A slim volume (free ebook), developed from a sermon. Driscoll is a polarizing figure, garnering both acclaim and scorn for his blend of extreme conservatism with the emergent church model. Most of the way, this reads like the barest gloss on Proverbs (“…14:26 says, ‘In the fear of the LORD one has strong confidence, and his children will have a refuge.’ … [So,] the safest place for children is with a man who fears the Lord.”), which isn’t bad. But Driscoll drifts into behaviorism and a shocking lack of grace, admonishing a failing father for his lack of wisdom by (obliquely) recommending he shoot his daughter’s boyfriend and summarily excommunicating Christians-who-sin from the Church. I don’t mind separating the wheat from the chaff. Really, I don’t. But I bet I could find a follower of Jesus to give me sound scriptural advice on fatherhood without demanding that I sift through this deadly legalism to find it.
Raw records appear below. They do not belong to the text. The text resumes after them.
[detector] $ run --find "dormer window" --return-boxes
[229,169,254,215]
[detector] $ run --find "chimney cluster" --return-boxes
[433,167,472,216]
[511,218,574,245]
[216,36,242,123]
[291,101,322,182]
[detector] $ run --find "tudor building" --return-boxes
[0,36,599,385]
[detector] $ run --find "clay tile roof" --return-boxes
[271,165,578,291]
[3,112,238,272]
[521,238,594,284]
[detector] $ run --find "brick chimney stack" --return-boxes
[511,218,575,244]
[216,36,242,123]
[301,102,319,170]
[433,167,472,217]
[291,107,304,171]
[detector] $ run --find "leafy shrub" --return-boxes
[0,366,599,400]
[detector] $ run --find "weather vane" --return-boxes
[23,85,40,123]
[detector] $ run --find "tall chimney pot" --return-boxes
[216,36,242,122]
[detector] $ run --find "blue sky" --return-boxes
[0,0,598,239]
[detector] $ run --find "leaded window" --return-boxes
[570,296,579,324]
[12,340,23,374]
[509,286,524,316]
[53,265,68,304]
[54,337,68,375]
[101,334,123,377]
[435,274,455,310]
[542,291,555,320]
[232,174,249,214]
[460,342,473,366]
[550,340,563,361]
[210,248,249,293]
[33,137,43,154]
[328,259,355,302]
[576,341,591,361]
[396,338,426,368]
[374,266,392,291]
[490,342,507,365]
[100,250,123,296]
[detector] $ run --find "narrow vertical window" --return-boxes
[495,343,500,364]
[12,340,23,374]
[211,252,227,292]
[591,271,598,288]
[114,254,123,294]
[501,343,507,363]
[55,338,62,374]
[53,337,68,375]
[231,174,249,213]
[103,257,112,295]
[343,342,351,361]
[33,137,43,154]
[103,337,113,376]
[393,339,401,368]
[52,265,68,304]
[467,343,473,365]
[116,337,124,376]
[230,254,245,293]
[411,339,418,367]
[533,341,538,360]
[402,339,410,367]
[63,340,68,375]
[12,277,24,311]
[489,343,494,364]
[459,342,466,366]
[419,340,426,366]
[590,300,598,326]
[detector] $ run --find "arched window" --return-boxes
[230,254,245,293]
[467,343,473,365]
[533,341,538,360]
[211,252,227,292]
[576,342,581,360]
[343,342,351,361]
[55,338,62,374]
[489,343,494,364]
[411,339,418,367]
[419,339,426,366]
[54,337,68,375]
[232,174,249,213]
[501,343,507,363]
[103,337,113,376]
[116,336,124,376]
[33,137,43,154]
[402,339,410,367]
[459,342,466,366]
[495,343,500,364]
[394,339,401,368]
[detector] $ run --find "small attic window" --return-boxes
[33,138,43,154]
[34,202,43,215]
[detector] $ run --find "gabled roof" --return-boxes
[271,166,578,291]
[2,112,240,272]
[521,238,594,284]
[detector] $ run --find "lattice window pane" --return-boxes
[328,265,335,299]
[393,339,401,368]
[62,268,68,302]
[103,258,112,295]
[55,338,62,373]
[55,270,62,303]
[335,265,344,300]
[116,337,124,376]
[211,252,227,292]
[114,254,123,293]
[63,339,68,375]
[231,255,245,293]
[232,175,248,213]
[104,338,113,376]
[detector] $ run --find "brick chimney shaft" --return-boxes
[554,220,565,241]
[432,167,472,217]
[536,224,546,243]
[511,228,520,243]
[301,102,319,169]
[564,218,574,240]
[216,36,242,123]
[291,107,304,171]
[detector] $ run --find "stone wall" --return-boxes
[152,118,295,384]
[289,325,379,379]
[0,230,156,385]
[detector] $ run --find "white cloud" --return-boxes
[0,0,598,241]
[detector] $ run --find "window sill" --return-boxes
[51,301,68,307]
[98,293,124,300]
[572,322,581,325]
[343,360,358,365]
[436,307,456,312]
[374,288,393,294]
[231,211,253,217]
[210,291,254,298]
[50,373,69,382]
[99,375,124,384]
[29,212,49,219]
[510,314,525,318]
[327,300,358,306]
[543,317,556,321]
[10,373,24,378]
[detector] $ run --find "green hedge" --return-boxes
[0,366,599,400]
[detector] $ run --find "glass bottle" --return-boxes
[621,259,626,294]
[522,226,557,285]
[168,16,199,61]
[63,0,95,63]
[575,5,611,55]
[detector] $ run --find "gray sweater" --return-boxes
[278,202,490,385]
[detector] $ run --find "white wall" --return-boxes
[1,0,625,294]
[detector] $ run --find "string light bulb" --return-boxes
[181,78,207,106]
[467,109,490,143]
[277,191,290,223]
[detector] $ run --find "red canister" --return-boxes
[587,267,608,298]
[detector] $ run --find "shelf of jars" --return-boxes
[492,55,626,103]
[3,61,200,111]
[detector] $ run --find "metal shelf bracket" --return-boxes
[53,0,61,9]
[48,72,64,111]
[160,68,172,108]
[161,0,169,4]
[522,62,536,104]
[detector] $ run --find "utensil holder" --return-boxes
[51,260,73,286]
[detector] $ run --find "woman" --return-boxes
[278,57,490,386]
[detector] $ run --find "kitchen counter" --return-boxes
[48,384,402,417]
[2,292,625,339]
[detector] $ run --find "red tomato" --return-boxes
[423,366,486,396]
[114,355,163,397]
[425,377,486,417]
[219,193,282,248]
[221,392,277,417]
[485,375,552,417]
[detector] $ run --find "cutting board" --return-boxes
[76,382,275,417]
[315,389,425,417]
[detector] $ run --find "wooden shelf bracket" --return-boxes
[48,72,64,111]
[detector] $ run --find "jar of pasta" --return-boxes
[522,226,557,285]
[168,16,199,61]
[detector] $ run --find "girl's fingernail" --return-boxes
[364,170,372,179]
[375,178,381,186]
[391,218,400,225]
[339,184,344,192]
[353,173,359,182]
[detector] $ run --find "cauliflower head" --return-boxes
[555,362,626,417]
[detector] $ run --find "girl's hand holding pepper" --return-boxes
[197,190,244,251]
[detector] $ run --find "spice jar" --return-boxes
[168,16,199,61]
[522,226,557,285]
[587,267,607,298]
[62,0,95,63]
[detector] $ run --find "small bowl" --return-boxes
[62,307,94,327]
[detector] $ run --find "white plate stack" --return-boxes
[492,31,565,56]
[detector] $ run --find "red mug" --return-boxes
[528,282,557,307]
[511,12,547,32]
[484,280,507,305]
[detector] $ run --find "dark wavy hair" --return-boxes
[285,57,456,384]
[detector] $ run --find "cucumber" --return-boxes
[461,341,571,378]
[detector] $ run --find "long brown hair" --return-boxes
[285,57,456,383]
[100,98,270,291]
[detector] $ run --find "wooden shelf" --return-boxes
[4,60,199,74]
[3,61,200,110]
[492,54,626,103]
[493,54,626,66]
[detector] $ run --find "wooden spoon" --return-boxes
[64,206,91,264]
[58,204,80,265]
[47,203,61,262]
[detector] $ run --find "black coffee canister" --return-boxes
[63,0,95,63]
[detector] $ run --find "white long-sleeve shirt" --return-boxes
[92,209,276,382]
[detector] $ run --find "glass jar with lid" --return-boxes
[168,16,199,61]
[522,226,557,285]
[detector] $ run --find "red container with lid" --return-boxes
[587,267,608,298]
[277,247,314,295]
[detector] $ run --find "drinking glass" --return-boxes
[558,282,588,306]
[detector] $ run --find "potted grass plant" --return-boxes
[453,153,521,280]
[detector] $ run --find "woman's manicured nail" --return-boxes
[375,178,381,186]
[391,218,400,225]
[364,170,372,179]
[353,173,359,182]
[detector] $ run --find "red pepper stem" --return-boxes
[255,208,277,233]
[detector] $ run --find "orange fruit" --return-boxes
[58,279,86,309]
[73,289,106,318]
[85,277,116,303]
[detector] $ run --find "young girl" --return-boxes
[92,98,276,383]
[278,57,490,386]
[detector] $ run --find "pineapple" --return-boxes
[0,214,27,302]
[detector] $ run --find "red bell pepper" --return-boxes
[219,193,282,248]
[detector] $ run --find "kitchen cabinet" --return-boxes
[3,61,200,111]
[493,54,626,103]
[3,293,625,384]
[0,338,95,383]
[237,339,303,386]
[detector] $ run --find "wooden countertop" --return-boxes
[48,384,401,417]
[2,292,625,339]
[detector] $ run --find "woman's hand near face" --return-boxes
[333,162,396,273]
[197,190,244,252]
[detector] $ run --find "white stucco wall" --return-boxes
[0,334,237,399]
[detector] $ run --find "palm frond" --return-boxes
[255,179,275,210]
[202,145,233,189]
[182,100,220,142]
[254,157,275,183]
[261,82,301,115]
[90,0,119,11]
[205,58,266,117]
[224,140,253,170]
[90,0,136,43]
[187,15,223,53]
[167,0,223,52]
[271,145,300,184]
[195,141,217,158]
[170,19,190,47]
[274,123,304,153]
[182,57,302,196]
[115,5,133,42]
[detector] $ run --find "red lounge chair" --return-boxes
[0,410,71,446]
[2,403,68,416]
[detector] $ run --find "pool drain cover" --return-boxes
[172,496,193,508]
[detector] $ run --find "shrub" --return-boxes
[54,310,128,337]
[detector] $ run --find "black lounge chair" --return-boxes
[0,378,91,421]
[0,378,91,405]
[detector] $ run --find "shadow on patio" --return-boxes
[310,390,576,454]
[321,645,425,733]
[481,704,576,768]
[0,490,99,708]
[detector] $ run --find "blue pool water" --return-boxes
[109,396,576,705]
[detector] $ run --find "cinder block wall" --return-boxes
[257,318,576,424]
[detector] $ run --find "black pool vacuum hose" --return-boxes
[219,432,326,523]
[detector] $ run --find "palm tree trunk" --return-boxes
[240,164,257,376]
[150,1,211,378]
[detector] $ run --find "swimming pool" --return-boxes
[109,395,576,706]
(Update: I neglected to point out Driscoll’s conviction that it’s a Biblical mandate that a Godly father make a lot of money, which he emphatically asserts but takes little time to flesh out. It follows from the mandate to provide for his family, which, I’m not sure, but I think our role in provision is at the very most as a team member and probably more likely as a charity case.)

It is at least more unusual nowadays to find a man who can hold his tongue than to find one who cannot.

  • Thank you. Driscoll seems like a nice guy. As a Christian I hope to extend grace to everyone and therefore, read all people in the most gracious light possible.

    However, Driscoll is a goon. He is poisoning the already poisoned Evangelical church with a masculinistic, nationalistic, calvinistic, homphobic ideology.

    Anyway, thank you for this thoughtful and lucid –much more thoughtful and lucid than mine– response to the book.